コーナリングの入りやすさもそうだけど、今回リバルビングしてもらったサスペンションはすごく情報が伝わってきていいサスだなと思ったよ。やっぱりホビーライダーにリバルビングってマストなんだなぁ」
あらためてTechnix土田さんにもすごくよくなったという報告を兼ねて、これから向かうべき方向性についてうかがってみると「高速域でのサスの動きはジャンプの着地とかで判断するのがいいと思いますが、注意したいのは、飛びすぎて平らな所に着地したり、リアかフロントかどちらかに大きな荷重がかかる様な着地をした時の対策を重要視してしまう事です。

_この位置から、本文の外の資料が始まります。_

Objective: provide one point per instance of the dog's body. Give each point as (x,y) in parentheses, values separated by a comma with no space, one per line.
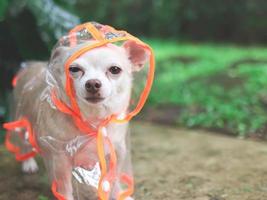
(102,79)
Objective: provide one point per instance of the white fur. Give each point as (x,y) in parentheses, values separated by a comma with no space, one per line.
(29,166)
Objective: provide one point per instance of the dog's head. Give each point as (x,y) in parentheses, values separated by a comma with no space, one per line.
(102,77)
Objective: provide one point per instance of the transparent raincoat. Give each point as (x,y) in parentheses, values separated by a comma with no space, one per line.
(48,121)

その様なイレギュラーな入力にまで底付きしないで耐えられる様なサスにするとかなり硬く感じてしまうでしょう。スタンダードの場合、怪我をしないことが前提になっているため、硬めの仕上がりになっていることが多いですね。本来的には底付きはするもののコントロールを失うほど危険では無いぐらいの柔らかさがファンライダーにはいいと思いますし、今回もそういうセッティングにしています。

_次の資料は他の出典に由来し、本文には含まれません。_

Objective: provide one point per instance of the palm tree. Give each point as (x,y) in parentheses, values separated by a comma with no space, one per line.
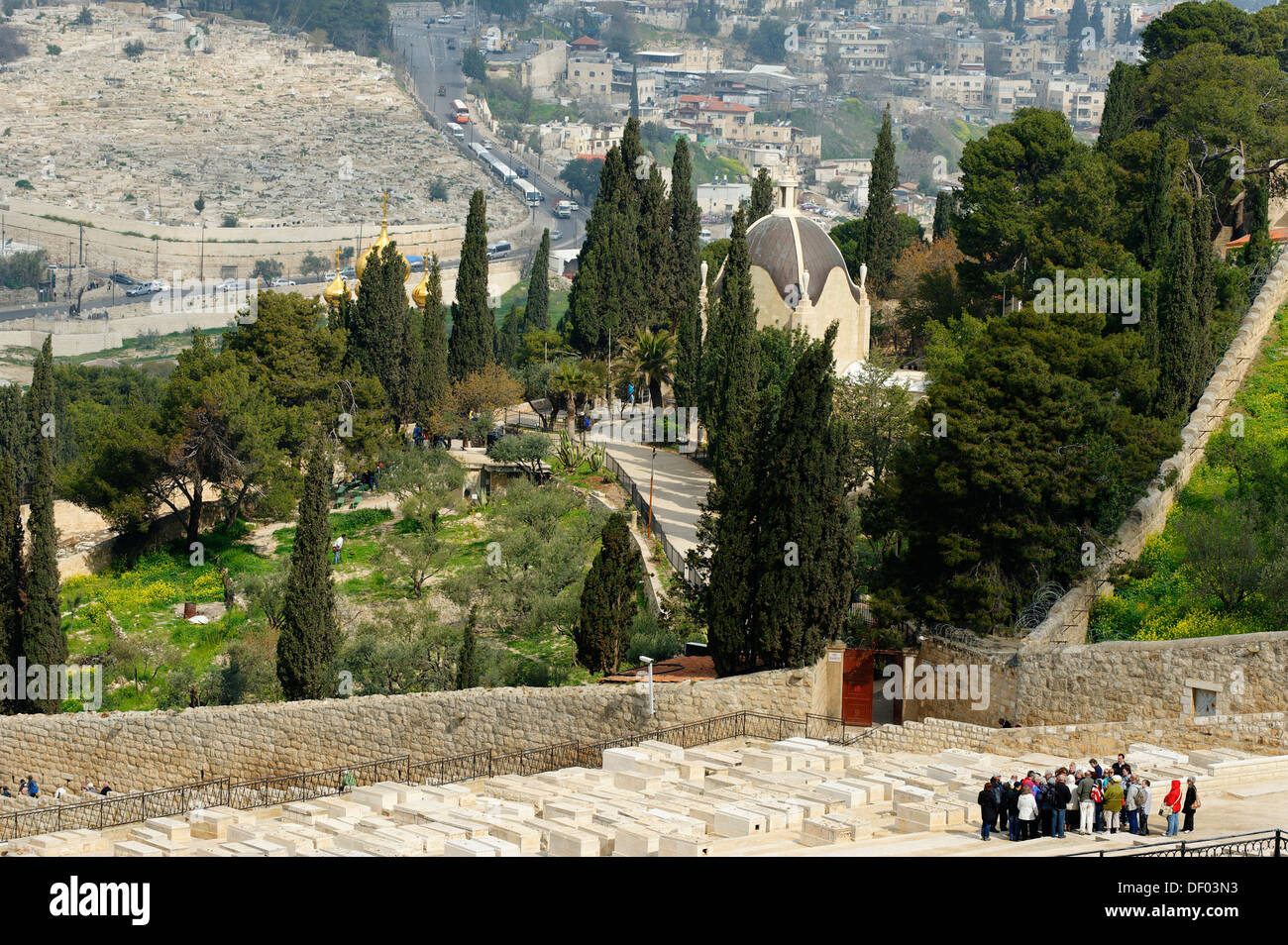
(574,383)
(651,356)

コーナーで重要なのは前後のピッチングとその時の前後の姿勢です。フロントが入らなければ一次旋回がし難く、リアが入らなければ二次旋回がし難くなります。全日本のIAトップクラスでもIBより柔らかいセッティングを好むライダーもいるくらいですから、コーナーを重視するセッティング方向で間違っていないと思いますよ」とのこと。
僕があくまで“モーターサイクルジャーナリスト”として蓄えてきた知識から判断するに、このやり方はどちらかというとロードレース寄りのアプローチで、あくまでもモトクロスサスペンションをセッティングする際のひとつの方法論だ。コーナリングというひとつのお題目に注目してみたらこういう話がでてきたというところで、この先サンデーレースを楽しむうちに「今日のフープスの山はそそり立ちぎみだから、思い切って飛び込んでいけない。サスでなんとかならんかな」とかそういう細かいつぶしこみをしていくようになるんだろうが、またそれは別の話。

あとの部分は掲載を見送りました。